Several Twitter users were eager to pounce on McCarthy's historical illiteracy.
ALSO READ: Nazis bullied a conservative Tennessee town. Locals punched back. Trump should be worried.
"Think of all the wisdom from this man we’d be deprived of if his home state of California had never spontaneously risen from the sea and attached itself to the United States," joked attorney George Conway.
Journalist Tim O'Brien made a similarly sarcastic remark about McCarthy's apparent ignorance of the Mexican-American War.
"New cry of freedom: 'Forget the Alamo!'” he joked.
Davidson College professor Isaac Bailey marveled at McCarthy's ability to recite so much historical ignorance with such certainty.

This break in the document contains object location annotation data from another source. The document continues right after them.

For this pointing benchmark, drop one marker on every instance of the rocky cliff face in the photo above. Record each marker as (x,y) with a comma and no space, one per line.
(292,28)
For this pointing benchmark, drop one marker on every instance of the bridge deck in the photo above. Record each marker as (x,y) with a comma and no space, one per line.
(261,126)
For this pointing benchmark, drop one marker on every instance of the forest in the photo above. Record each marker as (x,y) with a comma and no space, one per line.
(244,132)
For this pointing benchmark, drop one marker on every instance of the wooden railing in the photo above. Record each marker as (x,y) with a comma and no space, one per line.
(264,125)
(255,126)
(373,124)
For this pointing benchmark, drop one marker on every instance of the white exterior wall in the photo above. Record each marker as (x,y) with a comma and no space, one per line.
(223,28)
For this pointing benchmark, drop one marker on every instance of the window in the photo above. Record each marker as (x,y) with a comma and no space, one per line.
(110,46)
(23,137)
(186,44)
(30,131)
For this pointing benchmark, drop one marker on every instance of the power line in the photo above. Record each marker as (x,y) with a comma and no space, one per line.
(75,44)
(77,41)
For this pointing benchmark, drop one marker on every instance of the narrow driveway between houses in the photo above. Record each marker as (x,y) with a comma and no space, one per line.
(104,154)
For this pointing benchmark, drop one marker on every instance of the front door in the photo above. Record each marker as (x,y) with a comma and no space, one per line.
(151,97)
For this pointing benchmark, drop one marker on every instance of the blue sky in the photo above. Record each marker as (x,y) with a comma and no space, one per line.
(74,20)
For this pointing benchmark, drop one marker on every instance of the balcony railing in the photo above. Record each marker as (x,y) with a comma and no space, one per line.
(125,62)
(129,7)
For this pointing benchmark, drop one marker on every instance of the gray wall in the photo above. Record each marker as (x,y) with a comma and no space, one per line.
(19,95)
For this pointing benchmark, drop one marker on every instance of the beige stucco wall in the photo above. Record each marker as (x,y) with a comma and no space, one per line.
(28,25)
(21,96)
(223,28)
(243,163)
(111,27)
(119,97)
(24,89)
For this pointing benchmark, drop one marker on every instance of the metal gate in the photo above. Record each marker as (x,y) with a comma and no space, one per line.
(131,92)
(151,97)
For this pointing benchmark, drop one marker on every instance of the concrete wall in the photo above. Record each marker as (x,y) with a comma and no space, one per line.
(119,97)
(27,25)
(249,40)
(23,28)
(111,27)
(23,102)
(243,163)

"What's really amazing about this transparent lie is that he was so confident about it, he shared this clip himself," he said. "That's how far down the rabbit hole too many of us are when it comes to a kind of phony patriotism built upon myth and distortion."
And Marc Lamont Hill, a professor at the City University of New York Graduate Center, lamented that McCarthy's historic flubs were symbolic of the way many Republicans view American history.
"These guys spent so much time erasing American history that they forgot to read it," he said.